Facebook chief executive Mark Zuckerberg has said the company is planning new tools for commerce and payments in 2020, as well as a new computing platform featuring augmented and virtual reality (AR and VR).
The social media giant’s quarterly results revealed that more than 2.9 billion people and more than 140 billion small businesses worldwide are now using Facebook’s platforms, including the WhatsApp and Instagram social media networks.
However, the company posted its slowest-ever revenue growth for last three months of 2019, at 25 per cent as its expansion matures and it continues to invest in data privacy.
In a post summarising his quarterly update call, Zuckerberg, who founded the social network in 2004, wrote: “Over the next several years, we're focused on building out a private social platform and more communities, new tools for commerce and payments, and the next computing platform with augmented and virtual reality.”
He said that commerce and payments would be an important element of the company’s private social platform and across all of Facebook’s apps, following a successful trial of WhatsApp Payments in India in 2018. He said the company expects to start rolling the service out in a number of countries and making progress elsewhere in the next six months.
“You’re going to be able to send money as quickly and easily as sending a photo,” Zuckerberg explained. “Beyond WhatsApp Payments, we're working on several other efforts to help facilitate more commerce, from Facebook Marketplace to Instagram Shopping to our work on Facebook Pay.”
He also outlined the company’s determination to push ahead with the development of digital currency and payments system Libra, which has drawn criticism from regulators and central banks over its potential to disrupt the global financial system.
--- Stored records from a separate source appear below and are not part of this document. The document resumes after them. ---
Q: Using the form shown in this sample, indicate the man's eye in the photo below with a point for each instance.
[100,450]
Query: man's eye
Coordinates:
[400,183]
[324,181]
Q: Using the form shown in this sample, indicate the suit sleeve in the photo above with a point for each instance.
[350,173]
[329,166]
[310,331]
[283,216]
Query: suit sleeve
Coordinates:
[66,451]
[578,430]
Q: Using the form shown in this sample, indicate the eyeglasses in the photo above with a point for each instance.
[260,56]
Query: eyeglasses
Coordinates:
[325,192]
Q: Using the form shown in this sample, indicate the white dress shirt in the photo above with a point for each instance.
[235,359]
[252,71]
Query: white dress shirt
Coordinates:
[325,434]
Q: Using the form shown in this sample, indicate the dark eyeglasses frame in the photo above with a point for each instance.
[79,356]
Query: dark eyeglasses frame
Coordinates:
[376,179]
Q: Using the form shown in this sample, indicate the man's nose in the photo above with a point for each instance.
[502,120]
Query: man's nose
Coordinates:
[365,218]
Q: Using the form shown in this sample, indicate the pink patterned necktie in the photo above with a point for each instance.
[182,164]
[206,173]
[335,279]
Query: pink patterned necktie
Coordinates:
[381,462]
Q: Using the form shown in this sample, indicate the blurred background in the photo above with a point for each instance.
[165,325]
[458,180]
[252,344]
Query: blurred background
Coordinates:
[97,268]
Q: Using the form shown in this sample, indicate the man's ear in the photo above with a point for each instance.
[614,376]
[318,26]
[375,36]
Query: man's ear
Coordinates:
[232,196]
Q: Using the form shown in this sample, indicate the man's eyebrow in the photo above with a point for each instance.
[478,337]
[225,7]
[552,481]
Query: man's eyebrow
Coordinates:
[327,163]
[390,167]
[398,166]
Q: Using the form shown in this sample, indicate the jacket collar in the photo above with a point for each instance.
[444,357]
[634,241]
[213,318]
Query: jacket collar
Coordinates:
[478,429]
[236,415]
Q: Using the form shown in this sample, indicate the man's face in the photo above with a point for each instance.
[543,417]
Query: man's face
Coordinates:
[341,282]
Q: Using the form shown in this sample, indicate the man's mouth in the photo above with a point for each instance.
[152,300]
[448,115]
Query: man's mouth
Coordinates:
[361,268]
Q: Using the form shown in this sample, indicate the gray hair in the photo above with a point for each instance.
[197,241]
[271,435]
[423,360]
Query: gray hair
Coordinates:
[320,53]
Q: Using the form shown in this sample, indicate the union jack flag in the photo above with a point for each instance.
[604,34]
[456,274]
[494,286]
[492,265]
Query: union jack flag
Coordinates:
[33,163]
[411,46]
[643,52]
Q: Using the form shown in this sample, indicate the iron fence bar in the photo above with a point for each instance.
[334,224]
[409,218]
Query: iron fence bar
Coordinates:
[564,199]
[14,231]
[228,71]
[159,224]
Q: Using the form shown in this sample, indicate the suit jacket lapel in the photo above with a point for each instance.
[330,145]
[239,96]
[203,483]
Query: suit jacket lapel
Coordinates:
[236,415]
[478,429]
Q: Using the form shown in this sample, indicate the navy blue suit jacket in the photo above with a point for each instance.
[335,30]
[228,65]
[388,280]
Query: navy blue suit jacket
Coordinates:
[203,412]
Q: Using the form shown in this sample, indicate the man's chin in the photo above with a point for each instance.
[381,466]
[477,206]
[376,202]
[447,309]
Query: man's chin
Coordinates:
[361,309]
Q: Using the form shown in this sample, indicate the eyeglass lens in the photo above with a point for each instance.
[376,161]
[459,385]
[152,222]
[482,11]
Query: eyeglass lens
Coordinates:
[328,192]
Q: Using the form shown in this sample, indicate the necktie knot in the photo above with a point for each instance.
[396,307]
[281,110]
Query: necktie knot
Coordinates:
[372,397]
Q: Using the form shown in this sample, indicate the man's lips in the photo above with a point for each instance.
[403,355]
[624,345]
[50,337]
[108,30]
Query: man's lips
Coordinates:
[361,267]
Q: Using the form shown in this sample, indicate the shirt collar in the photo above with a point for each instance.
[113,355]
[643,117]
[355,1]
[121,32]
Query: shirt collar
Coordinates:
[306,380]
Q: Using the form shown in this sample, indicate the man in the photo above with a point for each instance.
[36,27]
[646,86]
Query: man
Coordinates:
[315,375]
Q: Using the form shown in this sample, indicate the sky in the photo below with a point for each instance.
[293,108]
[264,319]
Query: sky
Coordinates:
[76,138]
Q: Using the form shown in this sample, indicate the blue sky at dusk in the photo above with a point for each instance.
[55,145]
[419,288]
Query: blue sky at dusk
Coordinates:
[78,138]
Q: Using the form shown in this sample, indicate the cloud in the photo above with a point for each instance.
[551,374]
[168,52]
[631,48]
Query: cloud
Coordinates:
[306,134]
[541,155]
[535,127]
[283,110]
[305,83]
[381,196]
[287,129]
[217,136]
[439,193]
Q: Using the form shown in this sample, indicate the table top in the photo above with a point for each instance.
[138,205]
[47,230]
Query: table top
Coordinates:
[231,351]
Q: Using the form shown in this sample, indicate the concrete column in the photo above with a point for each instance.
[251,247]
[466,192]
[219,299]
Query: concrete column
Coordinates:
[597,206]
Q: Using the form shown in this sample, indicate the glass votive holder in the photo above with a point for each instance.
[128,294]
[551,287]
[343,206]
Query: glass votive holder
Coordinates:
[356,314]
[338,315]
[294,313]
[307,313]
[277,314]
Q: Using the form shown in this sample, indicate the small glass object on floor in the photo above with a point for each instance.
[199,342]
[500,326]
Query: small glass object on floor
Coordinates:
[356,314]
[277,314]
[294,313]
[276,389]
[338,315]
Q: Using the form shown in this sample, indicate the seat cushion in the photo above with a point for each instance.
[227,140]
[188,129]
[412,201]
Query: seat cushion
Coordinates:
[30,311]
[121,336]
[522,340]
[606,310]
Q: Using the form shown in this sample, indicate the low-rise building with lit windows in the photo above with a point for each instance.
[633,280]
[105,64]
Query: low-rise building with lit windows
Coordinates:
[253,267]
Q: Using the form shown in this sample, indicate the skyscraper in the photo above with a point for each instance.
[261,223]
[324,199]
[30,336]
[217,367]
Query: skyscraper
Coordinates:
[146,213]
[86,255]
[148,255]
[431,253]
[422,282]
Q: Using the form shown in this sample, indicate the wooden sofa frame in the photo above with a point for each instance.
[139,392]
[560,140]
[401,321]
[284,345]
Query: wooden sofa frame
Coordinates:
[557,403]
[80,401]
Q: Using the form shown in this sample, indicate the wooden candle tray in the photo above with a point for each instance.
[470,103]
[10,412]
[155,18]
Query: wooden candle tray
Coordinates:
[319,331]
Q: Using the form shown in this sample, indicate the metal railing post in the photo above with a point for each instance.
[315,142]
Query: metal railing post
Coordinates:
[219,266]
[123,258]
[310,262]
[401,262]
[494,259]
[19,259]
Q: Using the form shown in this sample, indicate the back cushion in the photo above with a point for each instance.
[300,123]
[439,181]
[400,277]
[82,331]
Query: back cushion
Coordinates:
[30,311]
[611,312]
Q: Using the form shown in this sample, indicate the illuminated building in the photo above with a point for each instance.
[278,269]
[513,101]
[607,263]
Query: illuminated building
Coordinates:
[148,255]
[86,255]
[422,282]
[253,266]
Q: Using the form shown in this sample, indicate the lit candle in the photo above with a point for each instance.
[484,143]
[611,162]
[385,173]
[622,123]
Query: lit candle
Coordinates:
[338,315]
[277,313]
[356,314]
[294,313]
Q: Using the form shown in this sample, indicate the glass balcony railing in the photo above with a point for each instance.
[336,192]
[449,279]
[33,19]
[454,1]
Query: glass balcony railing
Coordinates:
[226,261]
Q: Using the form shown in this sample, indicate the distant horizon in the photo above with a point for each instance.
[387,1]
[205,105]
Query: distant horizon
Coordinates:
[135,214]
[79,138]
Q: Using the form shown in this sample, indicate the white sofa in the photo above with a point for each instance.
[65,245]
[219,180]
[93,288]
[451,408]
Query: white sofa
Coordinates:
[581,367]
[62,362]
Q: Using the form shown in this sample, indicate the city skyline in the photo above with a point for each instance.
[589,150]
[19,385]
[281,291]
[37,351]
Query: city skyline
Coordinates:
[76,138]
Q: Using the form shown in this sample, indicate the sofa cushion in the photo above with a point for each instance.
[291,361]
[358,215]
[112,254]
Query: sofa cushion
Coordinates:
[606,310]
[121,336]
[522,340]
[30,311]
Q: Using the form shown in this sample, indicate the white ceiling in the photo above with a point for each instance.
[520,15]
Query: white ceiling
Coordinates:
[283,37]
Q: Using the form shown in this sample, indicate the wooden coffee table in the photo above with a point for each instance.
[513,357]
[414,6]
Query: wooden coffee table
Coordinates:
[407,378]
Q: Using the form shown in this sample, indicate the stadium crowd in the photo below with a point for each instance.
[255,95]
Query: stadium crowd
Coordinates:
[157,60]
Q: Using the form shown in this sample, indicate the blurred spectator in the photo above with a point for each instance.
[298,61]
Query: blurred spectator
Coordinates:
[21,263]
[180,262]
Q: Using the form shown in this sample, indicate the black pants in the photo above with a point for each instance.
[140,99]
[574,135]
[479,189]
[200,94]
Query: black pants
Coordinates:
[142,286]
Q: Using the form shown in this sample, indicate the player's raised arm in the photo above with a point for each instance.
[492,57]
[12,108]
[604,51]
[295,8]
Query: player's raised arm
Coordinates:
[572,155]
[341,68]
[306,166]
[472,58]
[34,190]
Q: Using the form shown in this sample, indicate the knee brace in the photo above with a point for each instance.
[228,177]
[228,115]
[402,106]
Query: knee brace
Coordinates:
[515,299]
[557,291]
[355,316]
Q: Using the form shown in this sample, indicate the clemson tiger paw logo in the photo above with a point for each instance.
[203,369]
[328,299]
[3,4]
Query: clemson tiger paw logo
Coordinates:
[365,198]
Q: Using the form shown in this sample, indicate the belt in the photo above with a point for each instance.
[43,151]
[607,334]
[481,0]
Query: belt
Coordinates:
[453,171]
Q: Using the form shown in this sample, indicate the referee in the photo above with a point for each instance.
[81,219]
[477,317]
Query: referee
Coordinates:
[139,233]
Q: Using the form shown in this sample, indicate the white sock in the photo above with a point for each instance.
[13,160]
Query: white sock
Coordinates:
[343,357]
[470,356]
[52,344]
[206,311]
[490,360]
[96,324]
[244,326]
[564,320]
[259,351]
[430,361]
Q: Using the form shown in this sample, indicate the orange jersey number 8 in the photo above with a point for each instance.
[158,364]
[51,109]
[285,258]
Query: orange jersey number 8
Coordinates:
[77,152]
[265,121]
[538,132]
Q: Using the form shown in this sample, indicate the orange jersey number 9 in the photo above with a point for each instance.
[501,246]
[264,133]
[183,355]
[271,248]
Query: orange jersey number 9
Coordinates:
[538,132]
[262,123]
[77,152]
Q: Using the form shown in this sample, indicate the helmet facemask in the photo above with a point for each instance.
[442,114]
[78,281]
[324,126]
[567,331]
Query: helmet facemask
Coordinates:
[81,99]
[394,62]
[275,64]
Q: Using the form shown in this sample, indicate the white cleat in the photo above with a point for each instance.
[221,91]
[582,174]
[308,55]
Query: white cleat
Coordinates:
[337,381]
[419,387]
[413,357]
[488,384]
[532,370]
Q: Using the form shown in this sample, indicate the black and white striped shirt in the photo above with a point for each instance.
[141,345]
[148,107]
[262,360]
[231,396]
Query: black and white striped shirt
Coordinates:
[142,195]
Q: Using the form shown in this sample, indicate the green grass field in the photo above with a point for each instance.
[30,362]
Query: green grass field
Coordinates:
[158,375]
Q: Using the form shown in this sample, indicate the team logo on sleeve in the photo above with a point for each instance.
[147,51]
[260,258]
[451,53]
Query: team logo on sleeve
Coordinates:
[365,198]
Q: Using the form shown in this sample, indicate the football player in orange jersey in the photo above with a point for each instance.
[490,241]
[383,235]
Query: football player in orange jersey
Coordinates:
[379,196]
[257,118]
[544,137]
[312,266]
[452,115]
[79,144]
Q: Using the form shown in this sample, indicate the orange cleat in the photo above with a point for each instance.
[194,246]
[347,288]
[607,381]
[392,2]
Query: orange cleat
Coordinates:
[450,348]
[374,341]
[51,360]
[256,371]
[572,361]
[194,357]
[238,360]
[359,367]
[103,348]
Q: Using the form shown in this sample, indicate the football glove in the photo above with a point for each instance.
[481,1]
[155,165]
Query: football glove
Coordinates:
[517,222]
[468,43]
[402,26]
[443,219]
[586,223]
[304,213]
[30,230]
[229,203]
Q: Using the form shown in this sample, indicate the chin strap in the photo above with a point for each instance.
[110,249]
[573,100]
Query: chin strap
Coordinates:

More widely, Zuckerberg said that digital commerce and payments was “such a big space and it's important for empowering people” that the company was taking a number of different approaches, ranging from people buying and selling to each other directly, to businesses setting up storefronts, and people engaging with businesses directly through messaging.
He said the company was looking into “a number of things on payments ranging from using existing national systems like India's UPI to creating new global systems”, and, while he admitted that augmented reality products are “a number of years away”, the company had been working on delivering an AR and VR computing platform which gives the user an impression of the ‘presence’ of another person in another place.
“This is the holy grail of social experiences and it’s going to let us build things we've only dreamed of for the last 15 years – like letting people interact as if they're in person together no matter where they are, or letting people live wherever they want and hologram into work so they can access opportunities anywhere and don't have to move to a city or another country for a job.”
He emphasised that 2020 was set to be a busy year with the company “very focused” on its integrity and transparency policies ahead of the US presidential elections. His comments follow criticism of the company’s efforts to crackdown on fake news and deep fake videos of political figures.
Zuckerberg also reiterated his calls for clearer and tougher regulatory action from governments to assist social media companies in policing the data privacy and political advertising issues that have plagued the company since the Cambridge Analytica scandal.
“There should be a more democratic process for determining these rules and regulations,” he stated. “For these issues, it's not enough for us to just make principled decisions, the decisions also need to be seen as legitimate and reflecting what the community wants.
“That's why I've called for clearer regulation for our industry – and until we get clearer rules or establish other mechanisms of governance, I expect we and our whole industry will continue to face a very high level of scrutiny.”